The next segment is 7 minutes long and despite all of the push up work in the first segment, there are even more push ups in Workout #2! In addition to the push ups, there are several movements done from the high or low plank position, including an exercise for the obliques (side of the abdominal wall).

At first this part of the video doesn’t seem very challenging, but most of the exercises are done for at least 8 to 16 repetitions on each side, and that actually becomes quite the challenge by the end of the segment.

Workout #3

This segment of the Max Recovery workout is – in a word – HARD! It is only one series of movements that last approximately 7 minutes, but you stay in roughly the same low plie squat position the entire time.

Once in the low plie squat, you do pulsing and twisting exercises to each side of your body, alternating with both feet on the ground, one heel off the ground, and both heels off the ground.

7 minutes is a LONG time to be in a squat position, and by the end of this segment, the word “relief” is not quite strong enough to cover how good it feels to be done!

Workout #4

This part of the workout gives your legs an almost total rest after the beating that they took in Workout #3, but now your arms and shoulders get hammered for the entire 6-minute segment.

During this  segment, you alternate back and forth from low plank to high plank (low push up position to high push up position). Doing so does not sound that hard, and at first, it isn’t. However, all repetitions are started on one side for 16, 8, and then 4 repetitions, before repeating that sequence starting on the other side.

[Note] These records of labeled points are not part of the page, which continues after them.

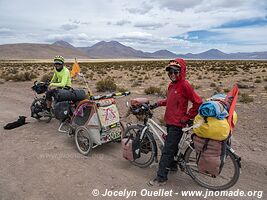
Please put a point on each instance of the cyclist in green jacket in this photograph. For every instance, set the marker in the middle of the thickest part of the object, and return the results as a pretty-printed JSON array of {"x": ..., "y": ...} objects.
[{"x": 61, "y": 80}]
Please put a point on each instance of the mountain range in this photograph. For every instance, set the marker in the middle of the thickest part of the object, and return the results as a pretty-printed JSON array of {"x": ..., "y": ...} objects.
[{"x": 112, "y": 49}]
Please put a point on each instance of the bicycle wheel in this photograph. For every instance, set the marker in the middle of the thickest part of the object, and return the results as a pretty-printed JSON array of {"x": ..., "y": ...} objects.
[
  {"x": 148, "y": 145},
  {"x": 83, "y": 140},
  {"x": 38, "y": 110},
  {"x": 226, "y": 179}
]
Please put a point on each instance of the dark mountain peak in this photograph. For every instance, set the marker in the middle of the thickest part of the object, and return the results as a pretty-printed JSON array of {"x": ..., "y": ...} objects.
[
  {"x": 63, "y": 43},
  {"x": 163, "y": 54},
  {"x": 162, "y": 51},
  {"x": 107, "y": 44}
]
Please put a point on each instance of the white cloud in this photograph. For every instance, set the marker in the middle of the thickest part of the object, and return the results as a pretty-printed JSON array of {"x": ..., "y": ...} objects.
[
  {"x": 146, "y": 25},
  {"x": 68, "y": 27}
]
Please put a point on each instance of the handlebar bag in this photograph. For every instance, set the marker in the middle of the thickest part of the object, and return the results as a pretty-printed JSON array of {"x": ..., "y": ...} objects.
[
  {"x": 70, "y": 95},
  {"x": 62, "y": 110}
]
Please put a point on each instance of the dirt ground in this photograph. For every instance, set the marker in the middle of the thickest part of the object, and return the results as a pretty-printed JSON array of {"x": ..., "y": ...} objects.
[{"x": 37, "y": 162}]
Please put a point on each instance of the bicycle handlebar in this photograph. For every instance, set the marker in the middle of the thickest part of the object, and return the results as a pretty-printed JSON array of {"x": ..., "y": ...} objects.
[{"x": 114, "y": 94}]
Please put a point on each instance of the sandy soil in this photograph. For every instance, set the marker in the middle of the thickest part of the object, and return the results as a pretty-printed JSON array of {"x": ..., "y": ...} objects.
[{"x": 37, "y": 162}]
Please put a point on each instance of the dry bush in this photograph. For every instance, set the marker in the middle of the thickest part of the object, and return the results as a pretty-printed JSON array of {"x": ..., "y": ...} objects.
[
  {"x": 107, "y": 84},
  {"x": 213, "y": 85},
  {"x": 136, "y": 84},
  {"x": 245, "y": 98}
]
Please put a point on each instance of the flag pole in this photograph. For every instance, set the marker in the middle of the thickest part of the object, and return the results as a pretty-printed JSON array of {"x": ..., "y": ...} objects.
[{"x": 86, "y": 83}]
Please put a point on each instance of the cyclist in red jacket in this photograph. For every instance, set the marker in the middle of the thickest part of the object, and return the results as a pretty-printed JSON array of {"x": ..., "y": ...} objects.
[{"x": 177, "y": 115}]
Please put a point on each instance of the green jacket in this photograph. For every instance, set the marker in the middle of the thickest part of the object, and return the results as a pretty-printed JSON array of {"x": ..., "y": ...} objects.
[{"x": 61, "y": 79}]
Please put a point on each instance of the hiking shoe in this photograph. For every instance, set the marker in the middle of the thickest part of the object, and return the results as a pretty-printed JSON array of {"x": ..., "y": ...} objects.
[
  {"x": 47, "y": 113},
  {"x": 156, "y": 183},
  {"x": 174, "y": 169}
]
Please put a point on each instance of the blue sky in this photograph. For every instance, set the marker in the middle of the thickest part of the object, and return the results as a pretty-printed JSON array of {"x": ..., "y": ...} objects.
[{"x": 176, "y": 25}]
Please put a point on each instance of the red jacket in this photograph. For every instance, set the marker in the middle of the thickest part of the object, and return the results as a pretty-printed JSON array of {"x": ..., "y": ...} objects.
[{"x": 179, "y": 94}]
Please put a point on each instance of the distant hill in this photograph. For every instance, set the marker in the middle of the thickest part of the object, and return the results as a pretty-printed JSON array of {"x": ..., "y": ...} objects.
[
  {"x": 38, "y": 51},
  {"x": 112, "y": 49},
  {"x": 62, "y": 43}
]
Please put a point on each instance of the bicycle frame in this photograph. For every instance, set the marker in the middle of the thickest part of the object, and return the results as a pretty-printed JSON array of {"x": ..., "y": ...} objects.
[{"x": 151, "y": 124}]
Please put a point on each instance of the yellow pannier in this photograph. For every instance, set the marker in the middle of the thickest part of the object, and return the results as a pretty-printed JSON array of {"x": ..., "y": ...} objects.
[{"x": 214, "y": 128}]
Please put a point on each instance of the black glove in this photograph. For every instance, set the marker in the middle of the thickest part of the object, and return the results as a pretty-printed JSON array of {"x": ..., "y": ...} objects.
[
  {"x": 153, "y": 106},
  {"x": 188, "y": 122}
]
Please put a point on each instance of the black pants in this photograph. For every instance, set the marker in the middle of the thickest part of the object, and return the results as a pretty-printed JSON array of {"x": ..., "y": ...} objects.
[
  {"x": 170, "y": 150},
  {"x": 50, "y": 94}
]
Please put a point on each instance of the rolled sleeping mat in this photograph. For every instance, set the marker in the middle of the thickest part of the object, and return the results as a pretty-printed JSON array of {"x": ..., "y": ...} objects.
[{"x": 70, "y": 95}]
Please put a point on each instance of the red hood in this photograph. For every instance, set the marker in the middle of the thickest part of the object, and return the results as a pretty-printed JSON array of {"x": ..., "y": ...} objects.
[{"x": 182, "y": 69}]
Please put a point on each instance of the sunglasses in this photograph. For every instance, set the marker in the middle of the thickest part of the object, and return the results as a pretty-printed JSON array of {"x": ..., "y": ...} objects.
[
  {"x": 173, "y": 71},
  {"x": 57, "y": 64}
]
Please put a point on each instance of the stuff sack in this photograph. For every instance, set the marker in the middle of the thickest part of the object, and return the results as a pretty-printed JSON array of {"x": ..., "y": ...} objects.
[
  {"x": 62, "y": 110},
  {"x": 212, "y": 128},
  {"x": 210, "y": 155},
  {"x": 40, "y": 88},
  {"x": 70, "y": 95},
  {"x": 131, "y": 148}
]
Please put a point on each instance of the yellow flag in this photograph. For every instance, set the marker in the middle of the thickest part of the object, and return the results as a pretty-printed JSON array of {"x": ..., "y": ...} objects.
[{"x": 75, "y": 69}]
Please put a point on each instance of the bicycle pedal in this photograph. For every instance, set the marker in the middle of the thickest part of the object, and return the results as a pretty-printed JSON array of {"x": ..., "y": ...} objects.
[{"x": 154, "y": 164}]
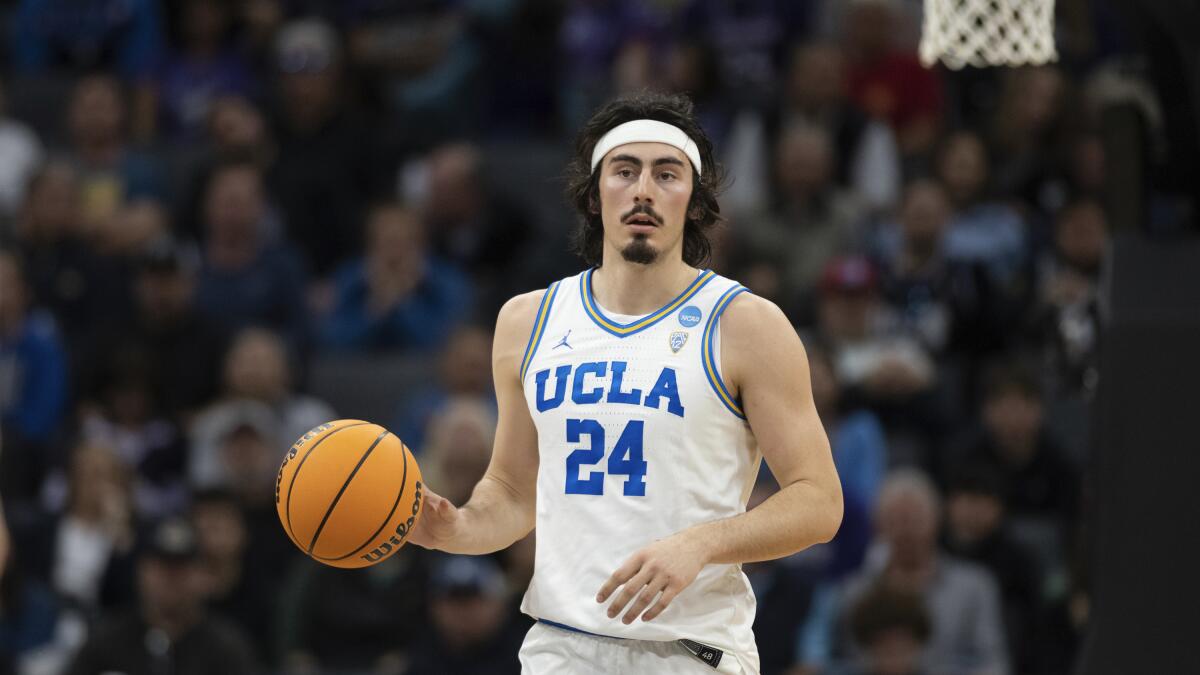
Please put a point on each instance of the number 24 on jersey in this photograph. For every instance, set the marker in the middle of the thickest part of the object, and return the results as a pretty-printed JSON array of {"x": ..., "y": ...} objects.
[{"x": 625, "y": 459}]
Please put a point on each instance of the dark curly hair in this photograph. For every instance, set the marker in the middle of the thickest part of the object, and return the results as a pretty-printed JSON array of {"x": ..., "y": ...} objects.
[{"x": 583, "y": 184}]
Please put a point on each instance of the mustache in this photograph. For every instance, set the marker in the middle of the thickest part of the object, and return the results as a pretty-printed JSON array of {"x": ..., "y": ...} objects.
[{"x": 642, "y": 209}]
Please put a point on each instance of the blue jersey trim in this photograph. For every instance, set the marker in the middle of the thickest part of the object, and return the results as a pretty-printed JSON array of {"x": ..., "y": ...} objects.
[
  {"x": 624, "y": 329},
  {"x": 539, "y": 328},
  {"x": 709, "y": 359},
  {"x": 573, "y": 629}
]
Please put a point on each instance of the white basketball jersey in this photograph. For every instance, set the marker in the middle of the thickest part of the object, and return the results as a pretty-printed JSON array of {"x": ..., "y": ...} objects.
[{"x": 639, "y": 438}]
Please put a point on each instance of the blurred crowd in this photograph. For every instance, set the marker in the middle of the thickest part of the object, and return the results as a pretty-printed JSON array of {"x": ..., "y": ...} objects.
[{"x": 209, "y": 208}]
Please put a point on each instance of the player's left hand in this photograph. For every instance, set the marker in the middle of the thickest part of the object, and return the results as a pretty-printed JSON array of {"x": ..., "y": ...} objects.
[{"x": 667, "y": 566}]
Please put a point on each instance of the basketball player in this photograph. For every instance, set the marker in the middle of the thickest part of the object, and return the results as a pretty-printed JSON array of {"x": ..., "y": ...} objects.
[{"x": 635, "y": 402}]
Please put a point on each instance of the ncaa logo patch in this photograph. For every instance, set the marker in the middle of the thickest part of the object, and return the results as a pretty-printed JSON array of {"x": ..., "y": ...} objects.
[
  {"x": 678, "y": 339},
  {"x": 689, "y": 316}
]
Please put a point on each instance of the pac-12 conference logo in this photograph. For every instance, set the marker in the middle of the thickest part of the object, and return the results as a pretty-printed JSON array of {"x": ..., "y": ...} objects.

By the end of the 6 minutes, your shoulders are on fire, and your primary goal is to try not to face-plant on the floor if your arms give out before the segment finally ends!

Workout #5

This part of the video is simple by comparison to the rest of the Max Recovery workout, and it consists of only two abdominal exercises: Elbow-to-Knee and The Hammer, and it only lasts 3 minutes.

Elbow-to-Knee is just a side movement where you bring your knee up to your side to meet your elbow, working the side abdominal muscles. The Hammer is a movement where you start with your arms over your head and then bring them down on either side of your legs, which you kick up to hip level, alternating sides.

Cool down and Stretch

The cool down and stretch portion of this workout is 3 minutes long, and after the relatively easy 3-minutes during Workout #5, by the end of this video, you have cooled down for the most part, and your heart rate has dropped almost back to normal.

Overall, the Max Recovery workout does exactly what it is supposed to do, which is help you to recover from the intense cardiovascular workouts in the other videos. However, at the same time it helps you build your muscular strength and endurance, both of which are important to your overall weight loss and fitness efforts.